There is no classic backup and recovery functionality in Hadoop. There are several reasons for this:
- HDFS uses block level replication for data protection via redundancy.
- HDFS scales out massively in size, and it is becoming more economic to backup to disk, rather than tape.
- The size of “Big Data” doesn’t lend itself to being easily backed up.
Instead of backups, Hadoop uses data replication. Internally, it creates multiple copies of each block of data (by default, 3 copies). It also has a function called ‘distcp’, which allows you to replicate copies of data between clusters. This is what’s typically done for “backups” by most Hadoop operators.
Some companies, like Cloudera, are incorporating the distcp tool into creating a ‘backup’ or ‘replication’ service for their distribution of Hadoop. It operates against a specific directory in HDFS, and replicates it to another cluster.
If you really wanted to create a backup service for Hadoop, you can create one manually yourself. You would need some mechanism of accessing the data (NFS gateway, webFS, etc), and could then use tape libraries, VTLs, etc. to create backups.
Namenode Backup
If the namenode’s persistent metadata is lost or damaged, the entire filesystem is rendered unusable, so it is critical that backups are made of these files. You should keep multiple copies of different ages (one hour, one day, one week, and one month, say) to protect against corruption, either in the copies themselves or in the live files running on the namenode. Making backup by the dfsadmin command to download a copy of the namenode’s most recent fsimage, is done as
% hdfs dfsadmin -fetchImage fsimage.backup
The distcp tool is ideal for making backups to other HDFS clusters (preferably running on a different version of the software, to guard against loss due to bugs in HDFS) or other Hadoop filesystems (such as S3) because it can copy files in parallel.
HDFS Snapshots
HDFS Snapshots are read-only point-in-time copies of the file system. Snapshots can be taken on a subtree of the file system or the entire file system. Some common use cases of snapshots are data backup, protection against user errors and disaster recovery.
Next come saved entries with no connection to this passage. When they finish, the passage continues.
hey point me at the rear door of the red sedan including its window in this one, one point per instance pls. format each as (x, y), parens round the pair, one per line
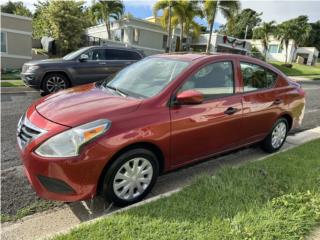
(261, 100)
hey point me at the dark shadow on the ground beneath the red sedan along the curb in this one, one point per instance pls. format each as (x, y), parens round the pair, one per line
(97, 206)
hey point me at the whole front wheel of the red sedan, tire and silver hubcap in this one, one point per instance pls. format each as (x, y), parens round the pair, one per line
(120, 185)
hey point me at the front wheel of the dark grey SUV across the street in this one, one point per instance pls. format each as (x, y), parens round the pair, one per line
(54, 82)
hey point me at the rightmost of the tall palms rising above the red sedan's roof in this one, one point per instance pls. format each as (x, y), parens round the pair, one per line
(211, 7)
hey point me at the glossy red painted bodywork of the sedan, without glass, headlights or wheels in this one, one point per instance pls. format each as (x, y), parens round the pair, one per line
(182, 133)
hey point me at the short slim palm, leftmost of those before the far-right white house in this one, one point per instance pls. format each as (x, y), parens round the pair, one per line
(264, 32)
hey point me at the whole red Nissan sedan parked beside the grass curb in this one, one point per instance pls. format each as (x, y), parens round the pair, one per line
(114, 138)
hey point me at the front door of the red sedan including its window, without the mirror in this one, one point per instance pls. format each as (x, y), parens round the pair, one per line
(213, 126)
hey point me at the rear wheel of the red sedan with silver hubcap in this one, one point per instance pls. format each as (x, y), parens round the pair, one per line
(276, 138)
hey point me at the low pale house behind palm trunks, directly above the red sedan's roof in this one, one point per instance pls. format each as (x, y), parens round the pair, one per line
(221, 43)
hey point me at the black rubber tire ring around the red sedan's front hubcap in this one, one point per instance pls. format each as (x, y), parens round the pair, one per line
(109, 178)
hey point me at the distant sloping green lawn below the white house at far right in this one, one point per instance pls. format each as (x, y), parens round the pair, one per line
(297, 69)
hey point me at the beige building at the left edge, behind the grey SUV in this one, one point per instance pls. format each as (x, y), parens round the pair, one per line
(16, 40)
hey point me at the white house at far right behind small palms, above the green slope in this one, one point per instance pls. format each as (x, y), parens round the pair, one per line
(277, 53)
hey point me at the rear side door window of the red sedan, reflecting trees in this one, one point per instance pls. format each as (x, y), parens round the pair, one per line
(256, 77)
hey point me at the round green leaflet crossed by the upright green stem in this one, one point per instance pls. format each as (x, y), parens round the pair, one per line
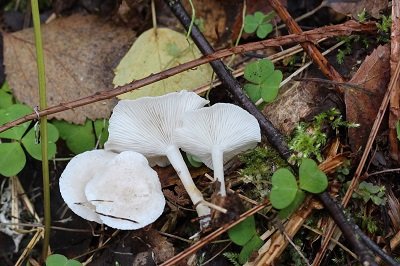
(35, 149)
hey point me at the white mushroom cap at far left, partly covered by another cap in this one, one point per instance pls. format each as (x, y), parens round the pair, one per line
(76, 175)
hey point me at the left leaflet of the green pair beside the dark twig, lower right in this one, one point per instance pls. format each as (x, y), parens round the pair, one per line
(284, 188)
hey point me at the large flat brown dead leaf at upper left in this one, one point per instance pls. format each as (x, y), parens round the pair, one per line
(80, 54)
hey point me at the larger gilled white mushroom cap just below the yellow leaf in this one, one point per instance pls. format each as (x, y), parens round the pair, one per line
(147, 125)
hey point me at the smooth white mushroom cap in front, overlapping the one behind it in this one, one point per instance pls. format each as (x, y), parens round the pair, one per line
(127, 193)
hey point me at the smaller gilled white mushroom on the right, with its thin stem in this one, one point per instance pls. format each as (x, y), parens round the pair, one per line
(216, 134)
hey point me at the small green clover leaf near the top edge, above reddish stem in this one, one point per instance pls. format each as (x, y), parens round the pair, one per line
(258, 23)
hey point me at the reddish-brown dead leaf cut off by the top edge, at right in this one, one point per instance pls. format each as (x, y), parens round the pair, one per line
(355, 7)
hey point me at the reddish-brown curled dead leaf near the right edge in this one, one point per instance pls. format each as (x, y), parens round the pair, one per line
(363, 105)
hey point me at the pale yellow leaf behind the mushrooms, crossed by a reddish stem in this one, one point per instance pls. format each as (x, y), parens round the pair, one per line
(156, 50)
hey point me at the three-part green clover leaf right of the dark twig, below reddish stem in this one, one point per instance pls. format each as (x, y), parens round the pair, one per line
(263, 80)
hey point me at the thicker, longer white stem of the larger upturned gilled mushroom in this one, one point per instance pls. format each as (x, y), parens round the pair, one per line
(176, 160)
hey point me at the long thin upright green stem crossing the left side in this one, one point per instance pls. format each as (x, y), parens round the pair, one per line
(43, 125)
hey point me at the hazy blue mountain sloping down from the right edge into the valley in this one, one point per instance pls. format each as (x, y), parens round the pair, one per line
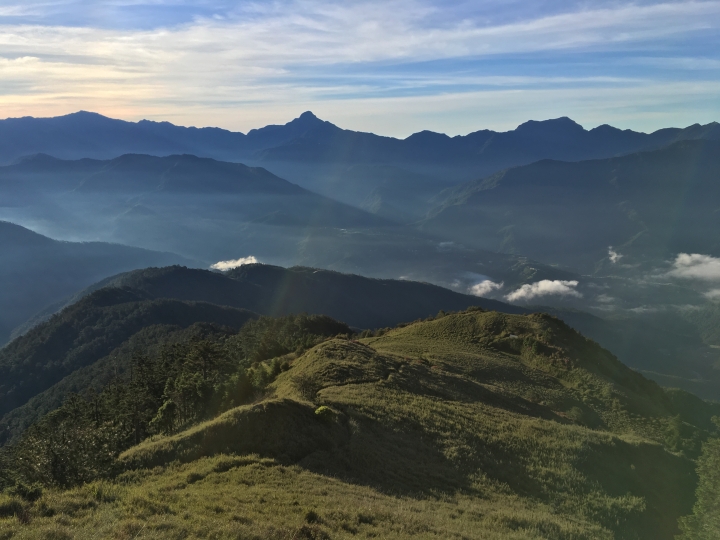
(649, 206)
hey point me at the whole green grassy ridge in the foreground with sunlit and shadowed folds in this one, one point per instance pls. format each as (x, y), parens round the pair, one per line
(474, 425)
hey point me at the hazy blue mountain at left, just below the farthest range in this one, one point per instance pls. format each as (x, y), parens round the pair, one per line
(200, 207)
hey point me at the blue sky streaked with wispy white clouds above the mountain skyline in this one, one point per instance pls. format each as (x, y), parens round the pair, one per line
(393, 67)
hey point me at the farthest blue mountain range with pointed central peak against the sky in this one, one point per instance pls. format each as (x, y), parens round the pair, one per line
(363, 169)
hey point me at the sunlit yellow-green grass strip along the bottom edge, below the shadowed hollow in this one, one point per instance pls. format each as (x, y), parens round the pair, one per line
(253, 497)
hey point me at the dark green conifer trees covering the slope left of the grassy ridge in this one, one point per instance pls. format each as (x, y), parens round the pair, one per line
(183, 383)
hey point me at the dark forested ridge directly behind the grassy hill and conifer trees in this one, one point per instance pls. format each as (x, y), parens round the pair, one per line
(54, 358)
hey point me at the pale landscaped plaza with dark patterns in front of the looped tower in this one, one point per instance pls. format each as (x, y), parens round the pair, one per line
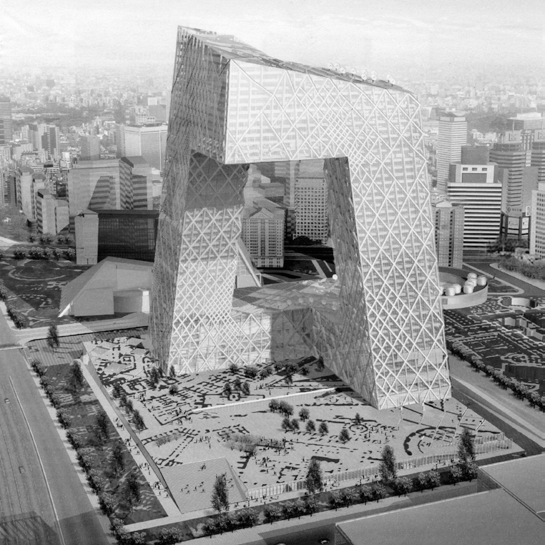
(195, 429)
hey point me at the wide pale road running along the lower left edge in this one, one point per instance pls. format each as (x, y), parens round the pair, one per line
(19, 462)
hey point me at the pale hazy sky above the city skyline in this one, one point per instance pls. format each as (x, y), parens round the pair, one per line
(371, 34)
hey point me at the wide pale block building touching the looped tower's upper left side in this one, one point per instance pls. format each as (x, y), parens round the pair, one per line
(147, 141)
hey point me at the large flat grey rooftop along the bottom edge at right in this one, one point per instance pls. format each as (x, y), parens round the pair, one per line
(493, 517)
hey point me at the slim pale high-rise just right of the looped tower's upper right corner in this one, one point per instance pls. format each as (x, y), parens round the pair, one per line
(452, 136)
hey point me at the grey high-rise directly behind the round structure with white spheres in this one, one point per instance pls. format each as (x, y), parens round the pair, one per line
(449, 233)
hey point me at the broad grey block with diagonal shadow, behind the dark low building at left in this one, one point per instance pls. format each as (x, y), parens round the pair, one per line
(96, 181)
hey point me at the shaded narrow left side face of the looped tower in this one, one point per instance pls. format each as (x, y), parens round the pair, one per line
(196, 125)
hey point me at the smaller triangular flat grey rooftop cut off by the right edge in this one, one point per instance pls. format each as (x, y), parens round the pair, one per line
(525, 478)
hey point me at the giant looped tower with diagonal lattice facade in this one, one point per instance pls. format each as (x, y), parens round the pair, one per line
(231, 106)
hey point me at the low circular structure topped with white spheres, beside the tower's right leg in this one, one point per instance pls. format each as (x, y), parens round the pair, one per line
(461, 289)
The implementation of HDFS Snapshots is efficient:
- Snapshot creation is instantaneous: the cost is O(1) excluding the inode lookup time.
- Additional memory is used only when modifications are made relative to a snapshot: memory usage is O(M), where M is the number of modified files/directories.
- Blocks in datanodes are not copied: the snapshot files record the block list and the file size. There is no data copying.
- Snapshots do not adversely affect regular HDFS operations: modifications are recorded in reverse chronological order so that the current data can be accessed directly. The snapshot data is computed by subtracting the modifications from the current data.
Snapshots can be taken on any directory once the directory has been set as snapshottable. A snapshottable directory is able to accommodate 65,536 simultaneous snapshots. There is no limit on the number of snapshottable directories. Administrators may set any directory to be snapshottable. If there are snapshots in a snapshottable directory, the directory can be neither deleted nor renamed before all the snapshots are deleted. Nested snapshottable directories are currently not allowed. In other words, a directory cannot be set to snapshottable if one of its ancestors/descendants is a snapshottable directory.
Allow Snapshots – Allowing snapshots of a directory to be created. If the operation completes successfully, the directory becomes snapshottable. The usage is as
hdfs dfsadmin -allowSnapshot <path>
Disallow Snapshots – Disallowing snapshots of a directory to be created. All snapshots of the directory must be deleted before disallowing snapshots. The usage is as
hdfs dfsadmin -disallowSnapshot <path>
Create Snapshots – Create a snapshot of a snapshottable directory. This operation requires owner privilege of the snapshottable directory. The usage is as
hdfs dfs -createSnapshot <path> [<snapshotName>]
The snapshot name, which is an optional argument. When it is omitted, a default name is generated using a timestamp with the format “‘s’yyyyMMdd-HHmmss.SSS”, e.g. “s20130412-151029.033”.
Delete Snapshot – Delete a snapshot of from a snapshottable directory. This operation requires owner privilege of the snapshottable directory. The usage is as
hdfs dfs -deleteSnapshot <path> <snapshotName>
Dual Load
This is option for backing up data between two Hadoop clusters: primary and secondary. With this approach you load the data to both clusters at the same time, this way you ensure that both of the clusters would contain the same data. This approach might be problematic in case you have a complex ETL running, so even small issues with the source data might cause big difference in the processing results, which would make your secondary cluster completely useless. To avoid this you have to plan for dual data loading from the very beginning and use some distributed queue solutions like Kafka or RabbitMQ to guarantee data delivery to both of your clusters with no data loss. Also you might consider using Flume for putting the data from the source systems to HDFS.